Elsewhere, there is professional concern about the confusion the child may later experience. “There is going to be an extra degree of complication or confusion about ‘where am I from?’” says Robert Withers, a psychoanalyst who has treated transgender patients.
Kerrick Lucker, a gay activist at the University of California, Berkeley, has met two children with trans man birth mothers. “In my experience, they were extremely well-parented and well-adjusted. The only unusual challenges these kids face come from members of the public who see gender ambiguity as a great wrong,” he says.
Both newspapers report that there is some doubt over whether Beatie is really pregnant. By which they seem to mean that they or another media outlet has tracked down some random neighbour who said he doesn’t look pregnant. Call me old fashioned, but that doesn’t sound like good reporting to me – it sounds more like repeating silly speculation from someone who happens to live nearby, in order to drum up a more sensationalist story.
Then there are the inaccuracies. The Daily Mail reporter clearly doesn’t know how to use Google:
While there are not believed to be any previous recorded cases of such a pregnancy, experts said it was perfectly possible.
The Sun even makes the stupid claim that Thomas “had a sex change because Hawaiian law barred same-sex marriages”.
And both newspapers added another level of unwarrented sensationalism by including photos of Arnold Schwarzanegger from the movie Junior, in which he played a fertility doctor – a cissexual man – who got himself pregnant.

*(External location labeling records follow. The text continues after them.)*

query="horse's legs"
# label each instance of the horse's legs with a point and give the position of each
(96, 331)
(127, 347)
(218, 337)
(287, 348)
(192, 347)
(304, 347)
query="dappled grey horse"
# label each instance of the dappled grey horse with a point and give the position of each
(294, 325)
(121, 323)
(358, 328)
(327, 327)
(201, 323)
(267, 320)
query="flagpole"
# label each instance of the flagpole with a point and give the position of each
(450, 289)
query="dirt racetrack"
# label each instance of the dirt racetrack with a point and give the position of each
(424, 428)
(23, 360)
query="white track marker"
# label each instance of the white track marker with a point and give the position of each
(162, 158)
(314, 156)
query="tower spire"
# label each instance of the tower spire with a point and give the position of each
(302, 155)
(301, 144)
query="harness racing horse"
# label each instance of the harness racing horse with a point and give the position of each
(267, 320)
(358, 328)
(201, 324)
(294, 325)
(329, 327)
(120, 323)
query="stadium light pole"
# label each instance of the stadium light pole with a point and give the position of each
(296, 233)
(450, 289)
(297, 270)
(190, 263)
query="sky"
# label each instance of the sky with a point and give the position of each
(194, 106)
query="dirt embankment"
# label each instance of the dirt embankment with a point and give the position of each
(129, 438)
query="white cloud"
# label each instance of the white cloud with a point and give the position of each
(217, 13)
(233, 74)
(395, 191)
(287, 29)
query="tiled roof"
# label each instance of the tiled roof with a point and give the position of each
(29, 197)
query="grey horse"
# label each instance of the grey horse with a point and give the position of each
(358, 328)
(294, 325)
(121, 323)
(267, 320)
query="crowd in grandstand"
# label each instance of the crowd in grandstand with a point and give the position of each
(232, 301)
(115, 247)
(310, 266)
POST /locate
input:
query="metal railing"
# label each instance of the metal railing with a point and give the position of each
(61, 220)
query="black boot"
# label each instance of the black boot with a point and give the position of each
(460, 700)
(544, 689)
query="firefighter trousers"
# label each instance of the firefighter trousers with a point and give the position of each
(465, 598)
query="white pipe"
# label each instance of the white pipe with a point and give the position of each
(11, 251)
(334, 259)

I’m not even going to get into the comments left on these stories and allowed through moderation.
The point, though, is that both newspapers lept on the opportunity to do some really pretty irresponsible exploitation journalism: they also reported Beatie’s previous name, photos of him before transitioning, etc. Watch this if you need some clues about why that’s not cool.
Of course, the reason that the story has gotten so much attention is because Beatie doubly upsets the expectations of a society that is still quite rigid about gender conformity. If transitioning from male to female, or female to male, is still hard for some to accept, then folks who fall somewhere in between, or, as seems to be the case here, are not threatened by forays across the gender divide, totally confound. The concept that Beatie doesn’t feel like being pregnant threatens his identity as a man seems to be difficult to understand for those who are still not entirely comfortable even with those who break down gender roles, such as a female boss, a stay at home dad, etc, let alone challenge the concept of gender as a simple binary divided by an impenetrable wall.